Cette vérité n'attend pas d'être proclamée : elle est fixée. Dès 1903, saint Pie X enseignait que la musique sacrée est partie intégrante de la liturgie solennelle, ordonnée à la gloire de Dieu et à la sanctification des fidèles, et non un agrément ajouté du dehors. Il donnait au chant grégorien le rang de modèle suprême du chant de l'Église, admettait l'orgue et écartait ce qui répugne à la dignité du lieu saint. Le patrimoine musical ne se garde pas comme une pièce de musée : il est la voix priante que l'Église s'est donnée, et le rompre, c'est rompre la prière elle-même.

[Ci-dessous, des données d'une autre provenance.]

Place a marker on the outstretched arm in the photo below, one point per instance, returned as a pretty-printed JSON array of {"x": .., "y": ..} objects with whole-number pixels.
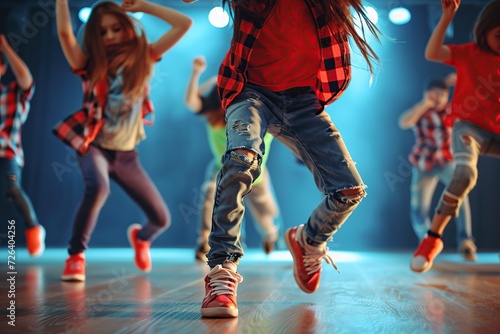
[
  {"x": 436, "y": 50},
  {"x": 180, "y": 23},
  {"x": 72, "y": 50},
  {"x": 193, "y": 99},
  {"x": 19, "y": 68}
]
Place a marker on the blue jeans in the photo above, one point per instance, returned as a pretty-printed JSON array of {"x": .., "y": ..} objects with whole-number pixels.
[
  {"x": 469, "y": 141},
  {"x": 98, "y": 165},
  {"x": 12, "y": 191},
  {"x": 302, "y": 124},
  {"x": 260, "y": 201},
  {"x": 423, "y": 185}
]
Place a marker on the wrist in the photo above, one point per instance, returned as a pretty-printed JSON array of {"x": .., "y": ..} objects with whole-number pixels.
[{"x": 147, "y": 7}]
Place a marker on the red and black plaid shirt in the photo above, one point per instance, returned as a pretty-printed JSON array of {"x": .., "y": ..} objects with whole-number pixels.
[
  {"x": 433, "y": 140},
  {"x": 80, "y": 129},
  {"x": 14, "y": 109},
  {"x": 333, "y": 74}
]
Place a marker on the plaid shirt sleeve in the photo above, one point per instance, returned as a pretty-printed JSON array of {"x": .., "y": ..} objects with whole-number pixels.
[
  {"x": 333, "y": 75},
  {"x": 15, "y": 112},
  {"x": 79, "y": 129}
]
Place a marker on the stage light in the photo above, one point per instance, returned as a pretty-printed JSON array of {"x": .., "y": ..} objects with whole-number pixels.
[
  {"x": 399, "y": 15},
  {"x": 218, "y": 17},
  {"x": 137, "y": 15},
  {"x": 84, "y": 14},
  {"x": 372, "y": 14}
]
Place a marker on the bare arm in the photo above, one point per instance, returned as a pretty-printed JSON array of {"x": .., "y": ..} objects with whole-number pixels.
[
  {"x": 193, "y": 100},
  {"x": 72, "y": 50},
  {"x": 436, "y": 50},
  {"x": 19, "y": 68},
  {"x": 180, "y": 23},
  {"x": 411, "y": 116}
]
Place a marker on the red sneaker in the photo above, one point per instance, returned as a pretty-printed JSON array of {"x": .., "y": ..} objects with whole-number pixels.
[
  {"x": 220, "y": 293},
  {"x": 306, "y": 263},
  {"x": 35, "y": 240},
  {"x": 142, "y": 256},
  {"x": 425, "y": 254},
  {"x": 75, "y": 268}
]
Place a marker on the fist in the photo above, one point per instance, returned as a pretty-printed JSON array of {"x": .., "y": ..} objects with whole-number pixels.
[{"x": 199, "y": 63}]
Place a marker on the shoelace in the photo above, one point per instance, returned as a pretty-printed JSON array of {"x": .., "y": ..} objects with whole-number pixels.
[
  {"x": 312, "y": 260},
  {"x": 224, "y": 282}
]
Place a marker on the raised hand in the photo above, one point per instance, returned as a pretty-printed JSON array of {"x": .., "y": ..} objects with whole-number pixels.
[
  {"x": 199, "y": 64},
  {"x": 133, "y": 5},
  {"x": 3, "y": 43},
  {"x": 450, "y": 7}
]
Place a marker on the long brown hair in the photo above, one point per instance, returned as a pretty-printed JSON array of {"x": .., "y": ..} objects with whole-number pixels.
[
  {"x": 132, "y": 55},
  {"x": 337, "y": 14},
  {"x": 488, "y": 19}
]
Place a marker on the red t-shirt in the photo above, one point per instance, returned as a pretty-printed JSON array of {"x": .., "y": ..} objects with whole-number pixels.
[
  {"x": 477, "y": 92},
  {"x": 286, "y": 53}
]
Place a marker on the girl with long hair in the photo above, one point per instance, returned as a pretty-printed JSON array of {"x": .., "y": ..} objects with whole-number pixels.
[
  {"x": 115, "y": 63},
  {"x": 287, "y": 61},
  {"x": 475, "y": 111}
]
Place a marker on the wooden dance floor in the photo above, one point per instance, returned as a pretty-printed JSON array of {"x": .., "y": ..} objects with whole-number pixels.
[{"x": 375, "y": 293}]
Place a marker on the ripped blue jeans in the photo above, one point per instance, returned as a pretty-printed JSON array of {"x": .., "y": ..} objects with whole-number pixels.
[
  {"x": 301, "y": 124},
  {"x": 469, "y": 141}
]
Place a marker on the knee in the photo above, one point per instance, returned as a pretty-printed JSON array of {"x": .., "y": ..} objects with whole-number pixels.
[
  {"x": 351, "y": 196},
  {"x": 97, "y": 191},
  {"x": 163, "y": 217},
  {"x": 242, "y": 163}
]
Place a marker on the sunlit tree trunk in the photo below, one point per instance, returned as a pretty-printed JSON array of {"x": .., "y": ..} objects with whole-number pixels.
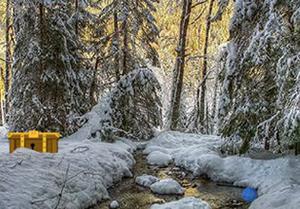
[
  {"x": 116, "y": 45},
  {"x": 179, "y": 65},
  {"x": 204, "y": 68},
  {"x": 8, "y": 53}
]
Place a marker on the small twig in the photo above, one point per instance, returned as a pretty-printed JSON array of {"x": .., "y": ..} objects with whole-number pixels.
[
  {"x": 18, "y": 163},
  {"x": 63, "y": 186}
]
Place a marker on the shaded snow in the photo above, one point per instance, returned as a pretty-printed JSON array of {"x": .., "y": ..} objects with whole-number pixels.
[
  {"x": 167, "y": 186},
  {"x": 146, "y": 180},
  {"x": 158, "y": 158},
  {"x": 276, "y": 180},
  {"x": 114, "y": 204},
  {"x": 185, "y": 203},
  {"x": 76, "y": 177}
]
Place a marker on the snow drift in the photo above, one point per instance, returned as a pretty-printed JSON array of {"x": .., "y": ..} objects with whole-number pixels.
[
  {"x": 76, "y": 177},
  {"x": 276, "y": 180}
]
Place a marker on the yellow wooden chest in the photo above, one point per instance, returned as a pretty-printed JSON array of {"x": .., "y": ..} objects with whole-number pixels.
[{"x": 35, "y": 140}]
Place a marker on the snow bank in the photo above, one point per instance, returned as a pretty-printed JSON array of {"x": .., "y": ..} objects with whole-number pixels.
[
  {"x": 3, "y": 132},
  {"x": 167, "y": 186},
  {"x": 276, "y": 180},
  {"x": 160, "y": 159},
  {"x": 76, "y": 177},
  {"x": 186, "y": 203},
  {"x": 146, "y": 180}
]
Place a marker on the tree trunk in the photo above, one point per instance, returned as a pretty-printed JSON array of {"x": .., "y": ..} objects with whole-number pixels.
[
  {"x": 116, "y": 44},
  {"x": 8, "y": 54},
  {"x": 124, "y": 64},
  {"x": 1, "y": 107},
  {"x": 76, "y": 22},
  {"x": 204, "y": 69},
  {"x": 179, "y": 65},
  {"x": 93, "y": 89},
  {"x": 214, "y": 108}
]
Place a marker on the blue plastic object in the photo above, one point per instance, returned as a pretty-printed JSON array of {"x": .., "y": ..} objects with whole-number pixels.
[{"x": 249, "y": 194}]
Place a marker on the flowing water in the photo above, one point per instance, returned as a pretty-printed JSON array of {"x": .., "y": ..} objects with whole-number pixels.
[{"x": 131, "y": 196}]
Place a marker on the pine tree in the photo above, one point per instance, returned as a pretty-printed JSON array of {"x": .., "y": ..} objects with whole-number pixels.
[
  {"x": 179, "y": 66},
  {"x": 50, "y": 81},
  {"x": 133, "y": 36},
  {"x": 260, "y": 94}
]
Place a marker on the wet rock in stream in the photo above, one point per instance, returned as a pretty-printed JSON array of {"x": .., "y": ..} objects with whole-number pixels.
[{"x": 132, "y": 196}]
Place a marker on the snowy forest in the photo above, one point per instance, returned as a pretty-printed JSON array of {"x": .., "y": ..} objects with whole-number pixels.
[{"x": 181, "y": 104}]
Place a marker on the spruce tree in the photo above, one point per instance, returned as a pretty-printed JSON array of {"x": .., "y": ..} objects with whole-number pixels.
[{"x": 50, "y": 81}]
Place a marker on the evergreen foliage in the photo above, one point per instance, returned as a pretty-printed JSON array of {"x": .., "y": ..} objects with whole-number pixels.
[
  {"x": 50, "y": 81},
  {"x": 259, "y": 104}
]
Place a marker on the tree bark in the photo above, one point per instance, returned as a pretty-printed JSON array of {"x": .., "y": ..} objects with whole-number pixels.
[
  {"x": 8, "y": 53},
  {"x": 76, "y": 22},
  {"x": 204, "y": 69},
  {"x": 124, "y": 65},
  {"x": 179, "y": 65},
  {"x": 117, "y": 46}
]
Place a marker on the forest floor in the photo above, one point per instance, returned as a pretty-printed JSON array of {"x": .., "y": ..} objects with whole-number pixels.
[{"x": 132, "y": 196}]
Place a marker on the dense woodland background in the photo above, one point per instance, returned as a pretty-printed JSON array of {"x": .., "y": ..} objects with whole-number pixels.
[{"x": 212, "y": 66}]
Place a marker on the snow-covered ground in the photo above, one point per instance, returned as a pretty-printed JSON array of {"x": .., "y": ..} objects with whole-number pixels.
[
  {"x": 76, "y": 177},
  {"x": 185, "y": 203},
  {"x": 277, "y": 180}
]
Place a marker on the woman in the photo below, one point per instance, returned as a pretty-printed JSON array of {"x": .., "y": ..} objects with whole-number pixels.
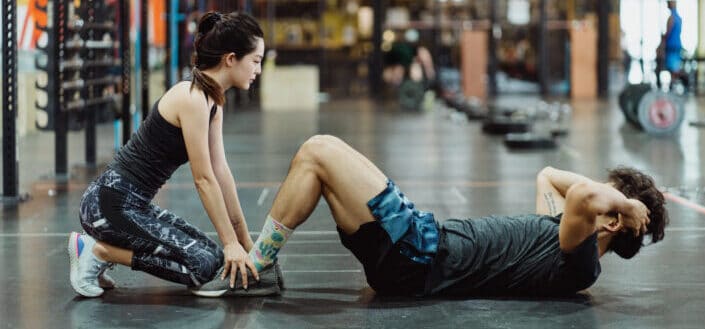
[{"x": 123, "y": 227}]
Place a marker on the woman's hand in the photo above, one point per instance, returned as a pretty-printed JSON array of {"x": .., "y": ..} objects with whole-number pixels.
[{"x": 236, "y": 258}]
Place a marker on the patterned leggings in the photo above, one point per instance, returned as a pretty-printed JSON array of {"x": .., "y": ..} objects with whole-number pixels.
[{"x": 117, "y": 212}]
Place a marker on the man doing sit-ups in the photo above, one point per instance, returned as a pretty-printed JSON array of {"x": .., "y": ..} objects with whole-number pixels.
[{"x": 405, "y": 251}]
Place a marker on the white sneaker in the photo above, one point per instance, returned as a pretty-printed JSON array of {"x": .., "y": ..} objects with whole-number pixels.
[
  {"x": 85, "y": 267},
  {"x": 105, "y": 281}
]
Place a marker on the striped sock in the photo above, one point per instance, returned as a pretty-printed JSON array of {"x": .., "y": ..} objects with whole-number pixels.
[{"x": 271, "y": 239}]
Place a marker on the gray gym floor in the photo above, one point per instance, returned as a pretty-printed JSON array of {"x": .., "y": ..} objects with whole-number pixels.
[{"x": 445, "y": 166}]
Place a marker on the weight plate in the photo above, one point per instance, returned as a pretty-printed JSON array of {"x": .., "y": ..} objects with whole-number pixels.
[{"x": 660, "y": 113}]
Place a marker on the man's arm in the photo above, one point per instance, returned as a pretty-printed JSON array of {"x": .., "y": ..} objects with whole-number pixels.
[
  {"x": 551, "y": 188},
  {"x": 586, "y": 201}
]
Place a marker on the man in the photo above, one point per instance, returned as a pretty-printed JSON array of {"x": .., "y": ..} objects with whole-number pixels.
[{"x": 404, "y": 251}]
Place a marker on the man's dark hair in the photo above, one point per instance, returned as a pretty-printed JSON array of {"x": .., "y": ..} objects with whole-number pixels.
[{"x": 637, "y": 185}]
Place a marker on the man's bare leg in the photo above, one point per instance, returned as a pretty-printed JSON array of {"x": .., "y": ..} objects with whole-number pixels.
[
  {"x": 326, "y": 166},
  {"x": 323, "y": 166}
]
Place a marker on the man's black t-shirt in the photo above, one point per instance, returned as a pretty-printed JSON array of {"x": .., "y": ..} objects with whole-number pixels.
[{"x": 510, "y": 255}]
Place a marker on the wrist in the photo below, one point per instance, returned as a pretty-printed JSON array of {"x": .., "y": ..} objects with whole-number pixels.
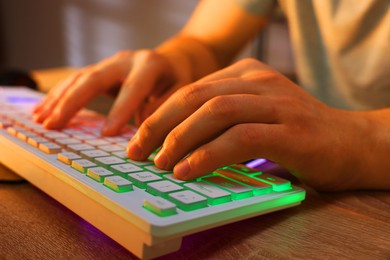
[{"x": 190, "y": 58}]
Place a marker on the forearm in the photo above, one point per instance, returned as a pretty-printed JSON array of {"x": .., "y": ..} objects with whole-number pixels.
[
  {"x": 190, "y": 57},
  {"x": 375, "y": 162},
  {"x": 212, "y": 37}
]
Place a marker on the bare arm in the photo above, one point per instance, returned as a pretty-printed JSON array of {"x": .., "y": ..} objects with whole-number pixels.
[{"x": 211, "y": 38}]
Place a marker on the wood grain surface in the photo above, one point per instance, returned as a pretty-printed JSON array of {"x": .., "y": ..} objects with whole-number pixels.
[{"x": 349, "y": 225}]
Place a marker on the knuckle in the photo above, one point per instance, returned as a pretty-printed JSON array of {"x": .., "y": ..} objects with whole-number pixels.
[
  {"x": 146, "y": 130},
  {"x": 221, "y": 106},
  {"x": 249, "y": 62},
  {"x": 122, "y": 53},
  {"x": 246, "y": 135},
  {"x": 192, "y": 95},
  {"x": 173, "y": 139}
]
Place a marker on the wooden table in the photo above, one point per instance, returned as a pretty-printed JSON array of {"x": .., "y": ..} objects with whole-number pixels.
[{"x": 347, "y": 225}]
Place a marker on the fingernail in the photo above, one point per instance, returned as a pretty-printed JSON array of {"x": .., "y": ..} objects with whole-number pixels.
[
  {"x": 161, "y": 160},
  {"x": 108, "y": 127},
  {"x": 182, "y": 169},
  {"x": 133, "y": 149}
]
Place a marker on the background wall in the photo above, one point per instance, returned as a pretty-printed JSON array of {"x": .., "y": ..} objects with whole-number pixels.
[
  {"x": 46, "y": 33},
  {"x": 38, "y": 34}
]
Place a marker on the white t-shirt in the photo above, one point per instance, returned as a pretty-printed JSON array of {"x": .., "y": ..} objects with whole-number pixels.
[{"x": 341, "y": 48}]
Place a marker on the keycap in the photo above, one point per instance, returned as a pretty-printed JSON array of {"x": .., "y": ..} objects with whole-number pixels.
[
  {"x": 237, "y": 190},
  {"x": 35, "y": 141},
  {"x": 118, "y": 184},
  {"x": 97, "y": 142},
  {"x": 50, "y": 148},
  {"x": 110, "y": 148},
  {"x": 125, "y": 168},
  {"x": 160, "y": 206},
  {"x": 82, "y": 165},
  {"x": 92, "y": 154},
  {"x": 140, "y": 179},
  {"x": 77, "y": 148},
  {"x": 173, "y": 178},
  {"x": 156, "y": 170},
  {"x": 67, "y": 157},
  {"x": 259, "y": 187},
  {"x": 24, "y": 135},
  {"x": 108, "y": 160},
  {"x": 215, "y": 195},
  {"x": 67, "y": 141},
  {"x": 240, "y": 168},
  {"x": 188, "y": 200},
  {"x": 98, "y": 173},
  {"x": 162, "y": 188},
  {"x": 278, "y": 184}
]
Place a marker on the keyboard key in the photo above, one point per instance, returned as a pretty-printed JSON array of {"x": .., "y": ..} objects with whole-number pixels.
[
  {"x": 172, "y": 178},
  {"x": 237, "y": 190},
  {"x": 124, "y": 169},
  {"x": 24, "y": 135},
  {"x": 162, "y": 188},
  {"x": 160, "y": 206},
  {"x": 67, "y": 157},
  {"x": 82, "y": 165},
  {"x": 240, "y": 168},
  {"x": 140, "y": 179},
  {"x": 188, "y": 200},
  {"x": 108, "y": 160},
  {"x": 55, "y": 135},
  {"x": 156, "y": 170},
  {"x": 215, "y": 195},
  {"x": 35, "y": 141},
  {"x": 97, "y": 142},
  {"x": 278, "y": 184},
  {"x": 121, "y": 154},
  {"x": 77, "y": 148},
  {"x": 110, "y": 148},
  {"x": 140, "y": 163},
  {"x": 92, "y": 154},
  {"x": 259, "y": 187},
  {"x": 67, "y": 141},
  {"x": 50, "y": 148},
  {"x": 118, "y": 184},
  {"x": 98, "y": 173}
]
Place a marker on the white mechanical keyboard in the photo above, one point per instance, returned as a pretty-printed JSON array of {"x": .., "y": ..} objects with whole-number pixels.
[{"x": 143, "y": 208}]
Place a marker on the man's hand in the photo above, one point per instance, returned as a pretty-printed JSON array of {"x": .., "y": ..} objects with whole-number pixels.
[{"x": 247, "y": 111}]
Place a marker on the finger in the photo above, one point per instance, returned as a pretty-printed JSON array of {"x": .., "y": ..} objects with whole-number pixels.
[
  {"x": 240, "y": 69},
  {"x": 92, "y": 82},
  {"x": 153, "y": 103},
  {"x": 176, "y": 109},
  {"x": 240, "y": 143},
  {"x": 211, "y": 120},
  {"x": 43, "y": 110},
  {"x": 148, "y": 71}
]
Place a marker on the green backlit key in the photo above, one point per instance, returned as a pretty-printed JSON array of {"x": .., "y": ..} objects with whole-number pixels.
[
  {"x": 98, "y": 173},
  {"x": 162, "y": 188},
  {"x": 243, "y": 169},
  {"x": 215, "y": 195},
  {"x": 118, "y": 184},
  {"x": 140, "y": 179},
  {"x": 125, "y": 168},
  {"x": 82, "y": 165},
  {"x": 160, "y": 206},
  {"x": 188, "y": 200},
  {"x": 237, "y": 190},
  {"x": 259, "y": 187},
  {"x": 67, "y": 157},
  {"x": 278, "y": 184}
]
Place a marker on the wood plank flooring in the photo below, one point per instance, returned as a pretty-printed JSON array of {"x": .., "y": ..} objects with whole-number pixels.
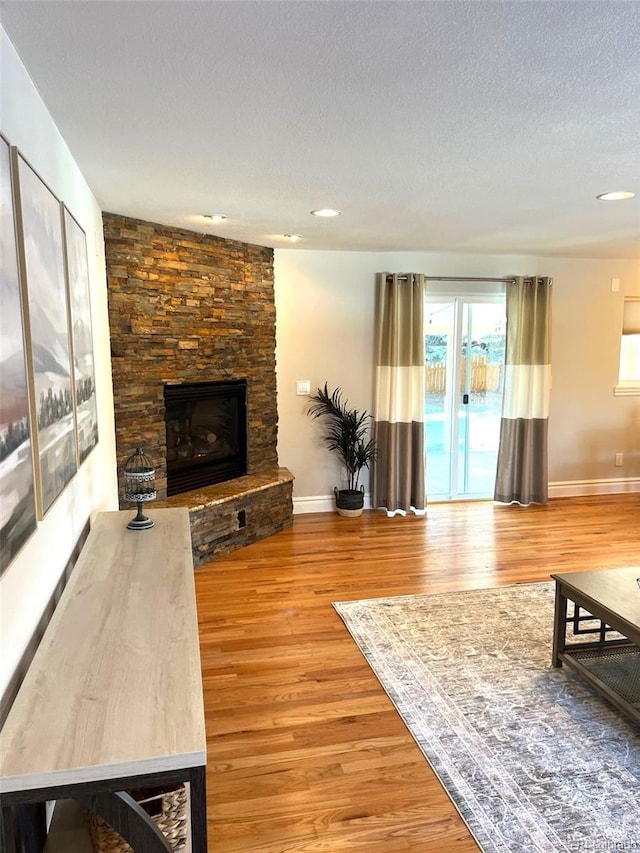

Ce qu'il y a de sûr dans la catéchèse tient à ce qu'elle retient de cette doctrine. Léon XIV a rattaché son propos au motu proprio de saint Pie X du 22 novembre 1903 ; il a attribué « une grande valeur au chant grégorien, sans exclure d'autres genres de musique sacrée », rappelé le rôle de l'orgue à tuyaux et n'a permis les autres instruments qu'à la condition qu'ils conviennent à l'usage sacré et à la dignité du temple.
Il a voulu la forme « à la fois noble et simple », et les textes tirés d'abord de la Sainte Écriture, des livres liturgiques et de la Tradition. Sur ces points, l'enseignement ne fait que redire la loi ancienne. Là où il se réclame de la constitution conciliaire sur la liturgie et d'un texte postérieur à 1958, ce n'est pas cette nouveauté qui fonde la règle : la loi du chant sacré tenait avant le Concile, et c'est elle qui juge. Saint Augustin l'avait dit d'un mot que le pape a repris : « Cantare amantis est », chanter est le propre de celui qui aime.
Sources. Saint Pie X, motu proprio Tra le sollecitudini (22 novembre 1903) sur la musique sacrée ; saint Augustin (« Cantare amantis est ») ; Catéchisme du Concile de Trente (1566).